If food were as abundant as Con stupidity, I could feed all of the starving children in the world right now, with enough left over for a ten-course banquet for a few hundred of my closest friends. I don't quite know how we can cram it all in here, but we shall do our best.
Let us begin with health care reform, which is giving a Cons a chance to display their stupidity like peacocks display their tails:
Republican opponents of health care reform have a new, colorful talking point. It turns out, if you put reform plans into a chart, fiddle with box sizes, arrow colors, and creative fonts, you discover that health care reform is ... complicated.Rather like this, in fact:After a brightly colored chart failed to kill the Waxman-Markey bill, House Republicans are
scrappingdoubling down on the idea. They've created a new one to demonstrate just how complicated the Democrats' health care reform bill is.Just as in the case of the Waxman-Markey chart, though, this doesn't actually explain anything. And it ironically begs the question of whether Republicans secretly want a simpler, single payer system to replace more complex reform proposals.

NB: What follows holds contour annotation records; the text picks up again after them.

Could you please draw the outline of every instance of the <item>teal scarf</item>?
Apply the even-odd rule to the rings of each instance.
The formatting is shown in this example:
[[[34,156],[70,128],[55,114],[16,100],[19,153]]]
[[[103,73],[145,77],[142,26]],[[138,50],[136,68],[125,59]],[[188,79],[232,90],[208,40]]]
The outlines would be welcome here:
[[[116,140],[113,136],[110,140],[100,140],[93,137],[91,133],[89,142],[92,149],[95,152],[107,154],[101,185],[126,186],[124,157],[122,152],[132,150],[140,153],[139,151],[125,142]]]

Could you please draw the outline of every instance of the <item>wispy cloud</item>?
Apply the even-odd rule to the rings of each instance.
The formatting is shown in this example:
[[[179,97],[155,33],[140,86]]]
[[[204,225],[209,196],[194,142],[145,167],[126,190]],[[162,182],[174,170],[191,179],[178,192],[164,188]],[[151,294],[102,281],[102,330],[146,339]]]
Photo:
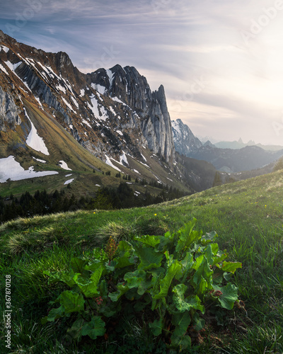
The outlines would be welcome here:
[[[130,65],[152,88],[163,84],[173,119],[235,139],[244,130],[263,139],[265,127],[266,140],[282,139],[270,128],[281,119],[283,89],[283,10],[270,15],[275,0],[2,3],[0,28],[19,41],[65,51],[84,72]]]

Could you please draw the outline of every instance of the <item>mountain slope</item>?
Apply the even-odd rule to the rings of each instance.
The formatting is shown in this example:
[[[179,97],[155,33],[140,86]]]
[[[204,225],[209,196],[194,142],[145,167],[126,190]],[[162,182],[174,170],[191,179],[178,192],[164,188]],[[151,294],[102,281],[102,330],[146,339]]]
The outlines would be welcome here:
[[[202,142],[195,137],[189,127],[180,119],[172,121],[172,131],[176,152],[187,155],[202,146]]]
[[[25,171],[33,166],[58,172],[46,177],[54,180],[51,190],[64,182],[63,161],[80,176],[72,185],[81,178],[86,190],[116,185],[120,172],[193,191],[175,161],[164,88],[151,92],[134,67],[84,74],[66,53],[45,52],[0,31],[0,159],[15,156]],[[110,177],[102,176],[108,170]],[[33,190],[40,181],[33,179]]]

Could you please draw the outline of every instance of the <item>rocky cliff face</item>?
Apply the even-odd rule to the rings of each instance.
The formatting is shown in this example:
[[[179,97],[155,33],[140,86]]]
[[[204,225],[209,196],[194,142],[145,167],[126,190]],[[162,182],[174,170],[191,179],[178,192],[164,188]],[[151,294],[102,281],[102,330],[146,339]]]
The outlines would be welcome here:
[[[0,86],[0,131],[13,130],[16,125],[19,125],[21,123],[20,113],[11,93],[4,92]]]
[[[180,119],[172,121],[172,130],[175,148],[180,154],[188,156],[191,152],[202,146],[202,142]]]
[[[140,152],[145,146],[170,165],[173,162],[175,147],[164,88],[161,86],[151,92],[146,78],[134,67],[115,65],[84,74],[66,53],[47,53],[0,31],[1,102],[2,106],[4,100],[8,102],[5,113],[4,108],[1,112],[5,120],[13,122],[13,128],[21,120],[7,96],[9,83],[16,87],[15,97],[52,115],[104,161],[109,158],[120,161],[125,154],[142,161]]]
[[[132,67],[100,69],[87,77],[101,94],[125,103],[124,108],[128,110],[125,127],[139,126],[149,148],[172,163],[175,147],[163,86],[151,92],[146,78]],[[131,111],[135,113],[134,116]]]

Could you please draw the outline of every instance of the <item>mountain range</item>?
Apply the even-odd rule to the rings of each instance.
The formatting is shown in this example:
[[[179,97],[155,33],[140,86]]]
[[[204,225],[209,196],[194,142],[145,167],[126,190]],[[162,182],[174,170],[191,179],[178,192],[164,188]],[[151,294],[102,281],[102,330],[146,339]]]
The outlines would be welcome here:
[[[216,173],[209,166],[203,177],[206,164],[188,167],[176,152],[162,85],[152,91],[129,66],[83,74],[67,53],[1,30],[0,138],[1,194],[68,184],[93,194],[128,176],[137,196],[156,185],[191,193],[212,186]]]
[[[171,120],[163,85],[151,91],[136,68],[83,74],[67,53],[1,30],[0,138],[1,193],[71,185],[91,195],[128,177],[137,197],[162,185],[192,193],[212,187],[216,170],[258,169],[282,154],[203,144]]]

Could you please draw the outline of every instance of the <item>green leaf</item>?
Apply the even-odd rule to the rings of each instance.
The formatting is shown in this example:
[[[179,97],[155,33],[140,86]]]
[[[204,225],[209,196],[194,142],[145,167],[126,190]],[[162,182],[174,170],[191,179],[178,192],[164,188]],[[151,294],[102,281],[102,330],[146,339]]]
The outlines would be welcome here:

There are a wide variety of arguments against reform, but this may be the most ridiculous. The chart apparently proves that the health care system will be complex. Well, yes, it is. It will involve a lot of people, money, government agencies, and private entities. Of course, I hate to break it to the House Republican caucus, but the health system is already complex, and features a lot of people, money, government agencies, and private entities.
Luckily for us, the health wonks at TNR anticipated this little gambit and helpfully designed a chart depicting the wonderful, simple health care system we already have:But, of course, the Cons used more colors on their chart, which makes it look crowded and complicated and fraught with danger. And they shall whip that chart out at every opportunity.
(click to enlarge)
Seriously, this makes health care reform look like what it actually is --- streamlining the health care system, not complicating it. Indeed, it's hard to imagine how it could be any more complicated.
Let the battle of the charts begin:
Yes, actually. Why does anyone take these fucking fools seriously? Even now, I hear talk of bipartisanship. It should be clear to Dems by now that there ain't no fucking bipartisanship:Using the same sophisticated charting techniques the Republicans use, Democrats have charted the Republican health plan, picture below:
Any questions?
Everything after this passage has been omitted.